SZ-Serie: Hinter den Masken:Wenn jeder Notfall ein Risiko ist

SZ-Serie: Hinter den Masken: Florian Lemmink, Pfleger und Gruppenleiter im Notfallzentrum Bogenhausen.

Florian Lemmink, Pfleger und Gruppenleiter im Notfallzentrum Bogenhausen.

(Foto: Stephan Rumpf)

Durch das Coronavirus hat sich in der täglichen Arbeit von Pfleger Florian Lemmink viel geändert. Plötzlich ist fast alles anders, was er und seine Kollegen jahrelang eintrainiert haben.

Von Anna Hoben

Vor Kurzem hat die München Klinik auf Facebook ein Erklärvideo gepostet. Florian Lemmink und Mathias Schmid zeigen darin, wie man einen Patienten intubiert, damit er beatmet werden kann. Lemmink ist Pfleger und Gruppenleiter im Notfallzentrum Bogenhausen, Schmid ist Oberarzt. An einer Puppe erklären die beiden die komplizierten Arbeitsschritte, die nötig sind. Sie betonen auch, wie wichtig der Eigenschutz ist, "denn die Gefahr, sich beim Intubieren anzustecken, ist enorm hoch", sagt Florian Lemmink. Bei dem Vorgang treten Aerosole aus, die im schlimmsten Fall direkt in die Lunge inhaliert werden. "Danke für das anschauliche Video", schrieb eine Nutzerin. "Wenn wir uns auf Abstand, Respekt und Maske besinnen, dann bleibt das erspart - und die Spätfolgen von der Beatmung auch."

Was sich geändert hat durch Corona? Da holt Lemmink, 33, erst mal tief Luft. Denn im Grunde hat sich fast alles geändert. "Jeder Vorgang, jede Sichtung des Patienten, jeder Standard, den wir jahrelang eintrainiert haben. Unser ganzes Geschäft ist einmal umgestellt worden." Natürlich kommen auch noch normal kranke Patienten in die Notaufnahme; "wir müssen aber immer im Hinterkopf behalten, dass es ein möglicher Covid-Fall sein könnte". Gemeinsam haben Lemmink und Schmid neue Standards erarbeitet und gerade in den ersten Wochen der Pandemie "regelmäßig 14- bis 16-Stunden-Tage hinter uns gebracht", wie Lemmink sagt. Sie mussten komplett umdenken in der Notfallmedizin - und das Personal entsprechend schulen. Manche neuen Kollegen haben noch nie in einer Notaufnahme gearbeitet.

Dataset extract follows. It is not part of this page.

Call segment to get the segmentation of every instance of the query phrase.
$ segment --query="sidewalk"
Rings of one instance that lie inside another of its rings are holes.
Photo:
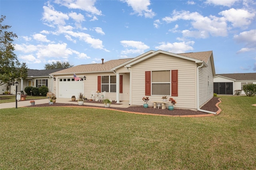
[[[43,99],[35,100],[36,105],[39,104],[48,103],[49,100],[47,99]],[[72,103],[77,104],[77,103],[70,101],[70,99],[68,98],[58,98],[57,99],[56,102],[61,103]],[[86,102],[84,102],[84,105],[90,105],[90,106],[104,106],[103,103],[90,103],[88,104]],[[120,104],[122,105],[111,105],[111,107],[122,107],[126,108],[130,106],[129,105],[129,102],[128,101],[124,101],[120,102]],[[25,101],[19,101],[17,102],[17,107],[20,107],[24,106],[30,106],[30,100],[26,100]],[[15,108],[16,107],[16,102],[5,103],[0,103],[0,109],[6,109]]]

Eine Präsentation nach der anderen hat Lemmink gemacht, ein praktisches Beispiel nach dem anderen durchgenommen.

Die Zeit habe ihm viel abverlangt, sagt er, auch psychisch. "Ich habe ja einen Anspruch an mich. Und ich will, dass die Mitarbeiter das Gefühl haben, sie können mit Fragen auf mich zukommen." Das Personal arbeite seit Wochen unter Extrembedingungen und habe mitunter auch Angst, sich mit Corona anzustecken. "Total verständlich", wie er findet. Was ihn selbst belastet: dass er seine Familie kaum sieht. Seine Frau und die zwei kleinen Kinder sind seit Beginn der Krise in der Heimat in Bamberg. Was die Klinik betrifft, ist er "erstaunt, was Corona bewegt". Sonst sei vieles sehr bürokratisch: Antrag stellen, dann fünf Wochen warten. Jetzt funktionierten Prozesse schnell und effektiv. "Wenn ich etwas brauche, kriege ich es. Das erleichtert das Arbeiten sehr."